Users will also be targetted via their mobile phones, weaving an ever more elaborate and believable trap containing the victim’s online accounts, friends and their mobile services. And the initial attack vector could be a sophisticated and almost undetectable piece of malware hidden within a virtual machine running on their own computer, or for that matter any other machine into which they enter any personally identifiable information.
The guts of the article is that the criminals are getting cleverer, perhaps realising that the general public is also becoming wiser to the old scamming techniques. After all, who really ever falls for the old Nigerian scam? One answer to that question is here, but increasingly the crims are going to rely on the trust we have within our existing online networks.

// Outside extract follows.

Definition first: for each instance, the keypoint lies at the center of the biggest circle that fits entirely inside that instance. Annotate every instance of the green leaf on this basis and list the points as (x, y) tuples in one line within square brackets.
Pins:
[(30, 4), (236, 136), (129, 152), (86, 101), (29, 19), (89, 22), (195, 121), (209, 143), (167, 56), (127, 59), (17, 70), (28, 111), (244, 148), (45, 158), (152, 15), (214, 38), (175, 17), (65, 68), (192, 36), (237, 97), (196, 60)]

Users of the big three, Facebook, MySpace and Bebo are learning this the hard way. Take a look at the comments on just about any Bebo account and you’ll see posts from users of the Bebo mobile service (identified by the logo next to the comment). Some are obviously phishing attempts but others are not so obvious.
What red-blooded teen user of Bebo wouldn't respond to this?
These messages are targetting the ‘MyFaceBo’ demographic. The language is there, lack of correct grammar and all, the content is about right, and the message is coming in using a mobile which surely a scammer wouldn’t bother with, would they?
As we operate more and more in interconnected spaces we are all going to have to be more careful about who and what we trust, and as usual the youth market is experiencing the cutting edge of technological change.
2009 is looking like it is going to be an interesting year. Perhaps it will be the year security awareness training comes of age?